Tuesday, August 30, 2011

Delving in Theory!

Disclaimer: theory is not my forte, since I did not study a math undergrad. This post may be biased of what I think Theory means in the specific area of Machine Learning.


Do you like that iPod you have , does your smartphone apps keep you busy and entertained.  How much do you use a computer for your daily work? Do you know whom do we owe the computer and all the electronic devices to?
Quantum Mechanics (QM)! Material Engineers have to take several courses on QM to create transistors, which electric engineers then use to create computers (roughly speaking), and the Computer Scientists use this computers to create algorithms and spawn companies like Google, Facebook or Foursquare. Thus creating worldwide connectivity and interaction. All of this because QM.

Like you could see in the example, a plain theory like QM spawned an enormous amount of wealth and applications. And we can say the same about Machine Learning. Let's put an example, Support Vector Machines (SVM).

There are 2 ways to do research with SVM's, one is to do research on SVM's and the other is to do research using SVM's. In the latter case, you probably will be an application man. But in the former, you will take care of the deepest construction of the SVM. You'll care not only on how it works, but also on how to improve it. Which kind of kernel do you have to use, and in the extreme, design an entirely new kernel to work with the data you have.

Kernel? What's a kernel? It's safe to assume that some people whom uses SVM's have no idea of what a kernel is, or means. But they do know SVM's are pretty good doing classification. SVM's are one of the (few) algorithms that you can take off the shelf and run it over your data without pre-processing or knowledge of the algorithm...... is a magic box that classifies.

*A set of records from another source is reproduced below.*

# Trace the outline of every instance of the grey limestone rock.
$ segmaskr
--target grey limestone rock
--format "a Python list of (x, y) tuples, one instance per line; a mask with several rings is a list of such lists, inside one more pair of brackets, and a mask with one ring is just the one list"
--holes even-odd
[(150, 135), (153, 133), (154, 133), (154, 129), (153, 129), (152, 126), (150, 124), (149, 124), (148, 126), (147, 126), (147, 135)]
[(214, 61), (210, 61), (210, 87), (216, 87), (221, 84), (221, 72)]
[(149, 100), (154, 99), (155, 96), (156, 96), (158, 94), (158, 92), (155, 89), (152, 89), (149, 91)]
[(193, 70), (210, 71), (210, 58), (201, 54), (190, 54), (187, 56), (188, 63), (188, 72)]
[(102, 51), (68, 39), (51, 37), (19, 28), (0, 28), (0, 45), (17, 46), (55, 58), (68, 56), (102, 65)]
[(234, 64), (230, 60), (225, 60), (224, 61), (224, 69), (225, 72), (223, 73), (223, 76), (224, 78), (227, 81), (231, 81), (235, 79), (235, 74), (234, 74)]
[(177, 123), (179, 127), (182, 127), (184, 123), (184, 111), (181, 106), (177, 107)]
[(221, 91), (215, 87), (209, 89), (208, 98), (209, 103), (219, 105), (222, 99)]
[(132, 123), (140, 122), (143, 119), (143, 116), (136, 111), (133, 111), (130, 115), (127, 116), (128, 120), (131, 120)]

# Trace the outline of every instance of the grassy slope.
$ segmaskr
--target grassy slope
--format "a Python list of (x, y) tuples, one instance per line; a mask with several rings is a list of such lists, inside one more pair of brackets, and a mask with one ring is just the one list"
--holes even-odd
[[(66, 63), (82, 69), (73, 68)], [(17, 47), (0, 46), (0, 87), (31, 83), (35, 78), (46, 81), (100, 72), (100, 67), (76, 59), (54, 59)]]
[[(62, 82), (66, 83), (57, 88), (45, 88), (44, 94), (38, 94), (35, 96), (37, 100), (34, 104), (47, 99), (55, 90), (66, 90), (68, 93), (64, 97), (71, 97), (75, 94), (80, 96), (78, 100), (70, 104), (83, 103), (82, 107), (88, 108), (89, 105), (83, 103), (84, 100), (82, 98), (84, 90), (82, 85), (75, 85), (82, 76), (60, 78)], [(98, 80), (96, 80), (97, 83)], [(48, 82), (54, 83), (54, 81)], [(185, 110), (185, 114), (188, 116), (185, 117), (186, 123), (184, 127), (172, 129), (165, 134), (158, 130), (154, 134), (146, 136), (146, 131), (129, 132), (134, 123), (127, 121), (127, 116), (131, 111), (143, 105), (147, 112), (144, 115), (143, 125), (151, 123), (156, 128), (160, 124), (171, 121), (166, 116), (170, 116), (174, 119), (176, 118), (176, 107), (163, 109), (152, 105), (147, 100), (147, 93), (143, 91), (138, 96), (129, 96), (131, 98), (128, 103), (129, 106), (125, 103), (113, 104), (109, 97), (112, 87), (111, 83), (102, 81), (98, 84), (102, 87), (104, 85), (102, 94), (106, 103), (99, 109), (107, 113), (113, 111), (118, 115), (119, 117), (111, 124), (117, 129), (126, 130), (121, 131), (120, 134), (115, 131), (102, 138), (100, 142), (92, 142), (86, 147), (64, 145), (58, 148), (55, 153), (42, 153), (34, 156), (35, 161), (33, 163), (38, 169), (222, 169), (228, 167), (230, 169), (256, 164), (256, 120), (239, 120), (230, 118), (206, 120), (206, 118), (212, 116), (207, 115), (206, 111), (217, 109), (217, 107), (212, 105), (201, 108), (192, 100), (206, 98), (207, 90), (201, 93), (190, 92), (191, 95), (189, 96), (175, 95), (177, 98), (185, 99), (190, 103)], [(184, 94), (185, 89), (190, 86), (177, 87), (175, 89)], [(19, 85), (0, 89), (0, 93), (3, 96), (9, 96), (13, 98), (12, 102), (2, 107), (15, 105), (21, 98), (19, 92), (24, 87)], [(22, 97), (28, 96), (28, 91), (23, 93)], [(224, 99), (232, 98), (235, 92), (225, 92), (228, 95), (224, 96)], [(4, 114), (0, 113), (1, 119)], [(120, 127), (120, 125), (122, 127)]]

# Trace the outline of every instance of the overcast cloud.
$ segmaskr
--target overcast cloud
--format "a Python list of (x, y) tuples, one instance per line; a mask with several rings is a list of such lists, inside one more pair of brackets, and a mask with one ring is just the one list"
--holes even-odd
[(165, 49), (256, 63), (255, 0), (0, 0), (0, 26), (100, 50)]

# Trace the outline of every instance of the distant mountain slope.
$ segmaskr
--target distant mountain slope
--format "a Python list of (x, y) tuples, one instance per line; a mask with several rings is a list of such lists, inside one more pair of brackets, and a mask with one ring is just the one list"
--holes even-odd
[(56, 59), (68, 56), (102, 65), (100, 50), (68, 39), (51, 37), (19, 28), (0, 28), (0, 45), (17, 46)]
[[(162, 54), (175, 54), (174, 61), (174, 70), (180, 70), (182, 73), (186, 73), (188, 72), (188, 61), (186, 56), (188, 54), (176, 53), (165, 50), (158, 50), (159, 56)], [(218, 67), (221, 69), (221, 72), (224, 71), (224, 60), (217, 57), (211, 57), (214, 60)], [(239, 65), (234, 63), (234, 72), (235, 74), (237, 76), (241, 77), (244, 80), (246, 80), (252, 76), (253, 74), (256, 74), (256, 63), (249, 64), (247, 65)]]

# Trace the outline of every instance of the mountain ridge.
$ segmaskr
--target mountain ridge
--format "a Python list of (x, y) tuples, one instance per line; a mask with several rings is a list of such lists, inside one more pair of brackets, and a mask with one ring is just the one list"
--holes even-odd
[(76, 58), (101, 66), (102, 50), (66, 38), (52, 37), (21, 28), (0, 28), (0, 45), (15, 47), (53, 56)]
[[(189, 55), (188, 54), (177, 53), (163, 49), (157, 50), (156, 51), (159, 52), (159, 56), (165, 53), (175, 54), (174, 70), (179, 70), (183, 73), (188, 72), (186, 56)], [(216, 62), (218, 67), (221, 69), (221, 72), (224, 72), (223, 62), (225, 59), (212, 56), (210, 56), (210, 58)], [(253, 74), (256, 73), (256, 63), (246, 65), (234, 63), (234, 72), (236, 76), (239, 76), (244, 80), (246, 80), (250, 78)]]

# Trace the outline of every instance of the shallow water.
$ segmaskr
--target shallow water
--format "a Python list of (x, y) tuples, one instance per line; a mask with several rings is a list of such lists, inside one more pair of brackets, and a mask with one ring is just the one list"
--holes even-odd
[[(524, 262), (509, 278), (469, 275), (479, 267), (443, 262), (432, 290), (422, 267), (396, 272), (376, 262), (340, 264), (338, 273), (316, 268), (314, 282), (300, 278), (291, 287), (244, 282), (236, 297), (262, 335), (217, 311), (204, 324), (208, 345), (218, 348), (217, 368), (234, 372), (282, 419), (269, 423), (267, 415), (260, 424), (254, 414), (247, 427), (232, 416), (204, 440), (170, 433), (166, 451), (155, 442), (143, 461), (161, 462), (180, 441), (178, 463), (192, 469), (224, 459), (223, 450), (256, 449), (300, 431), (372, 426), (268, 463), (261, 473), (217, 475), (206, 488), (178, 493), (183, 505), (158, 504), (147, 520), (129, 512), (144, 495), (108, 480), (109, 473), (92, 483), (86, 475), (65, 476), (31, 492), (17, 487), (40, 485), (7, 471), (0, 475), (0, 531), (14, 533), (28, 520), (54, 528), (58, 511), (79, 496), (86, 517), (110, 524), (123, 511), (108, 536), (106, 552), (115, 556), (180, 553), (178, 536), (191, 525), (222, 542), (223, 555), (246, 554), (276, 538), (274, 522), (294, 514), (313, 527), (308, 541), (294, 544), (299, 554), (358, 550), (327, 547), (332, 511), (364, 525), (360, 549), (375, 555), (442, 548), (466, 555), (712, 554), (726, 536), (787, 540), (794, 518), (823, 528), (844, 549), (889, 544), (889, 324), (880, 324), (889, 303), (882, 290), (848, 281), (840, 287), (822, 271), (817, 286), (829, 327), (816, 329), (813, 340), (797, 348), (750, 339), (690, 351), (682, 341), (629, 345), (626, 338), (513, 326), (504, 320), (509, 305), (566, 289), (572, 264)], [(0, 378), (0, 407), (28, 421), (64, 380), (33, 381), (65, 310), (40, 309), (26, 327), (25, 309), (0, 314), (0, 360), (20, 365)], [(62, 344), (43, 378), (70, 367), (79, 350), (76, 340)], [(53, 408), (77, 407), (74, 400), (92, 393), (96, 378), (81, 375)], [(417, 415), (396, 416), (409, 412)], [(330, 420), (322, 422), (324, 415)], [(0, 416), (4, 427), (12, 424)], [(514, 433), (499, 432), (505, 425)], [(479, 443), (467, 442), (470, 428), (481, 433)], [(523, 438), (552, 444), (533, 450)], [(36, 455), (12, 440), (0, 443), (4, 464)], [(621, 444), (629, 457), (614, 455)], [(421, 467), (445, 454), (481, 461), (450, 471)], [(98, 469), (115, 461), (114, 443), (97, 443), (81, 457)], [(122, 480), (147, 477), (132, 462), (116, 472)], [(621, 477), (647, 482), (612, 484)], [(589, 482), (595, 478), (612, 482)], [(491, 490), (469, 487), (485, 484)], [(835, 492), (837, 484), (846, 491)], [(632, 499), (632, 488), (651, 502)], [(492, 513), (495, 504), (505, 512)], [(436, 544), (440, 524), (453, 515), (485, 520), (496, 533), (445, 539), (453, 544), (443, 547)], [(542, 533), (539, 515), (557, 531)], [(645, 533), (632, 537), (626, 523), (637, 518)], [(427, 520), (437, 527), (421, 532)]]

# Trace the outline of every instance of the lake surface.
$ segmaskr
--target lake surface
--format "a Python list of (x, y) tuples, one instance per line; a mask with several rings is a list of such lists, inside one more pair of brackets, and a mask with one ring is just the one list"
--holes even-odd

But if you knew what a kernel was, you'll have incredible tools at your disposition. Knowing that, now you can choose the best one (I said choose, not guess) for the data you are using. You can also go as far as to try to increase the classification capabilities of the SVM. Thus obtaining incredibly good results. The catch...... you'll probably spend more time modifying the SVM than analyzing your data. But in any good journal or conference on Learning Theory, they'll care little about the test data, and car a lot on the algorithm. (Note to myself: is no use to mention these qualities of your algorithm in an application conference, most of them would not care about the algorithm, but the results)

AS you can see, when you do research ON a ML topic, you do not care deeply about the application at hand. Rather, you care about the algorithm's performance. Or you also care about the best way to represent specific data: images, characters, sounds, etc.

Doing research in ML theory, as I mentioned in the last post, is deep and hard work. You will rarely delve into a specific application, but you'll know tons of different theories. It's also likely that you'll spend most of your time reading books and not doing actual programs or simulations. At the best, you'll be doing it 50/50.

Note: In a previous post, someone asked me to put references to the claim: "While they (Theory man) go over 200 year old proofs, you'll (application man) go over 10 year old proofs, and while their proofs are 20 pages long, yours will be about 1 page (average)."
I really do not have time to go over different applications, their theories and proofs. But bare in mind, while most of the proofs of some of the Machine Learning Papers fit in a 20 page paper, Fermat's Theorem Proof, published in 1993 was about 100 pages long. If you read Bishop's Book on Machine Learning, you'll find most of the basic principles have "easy"proofs of about half a page.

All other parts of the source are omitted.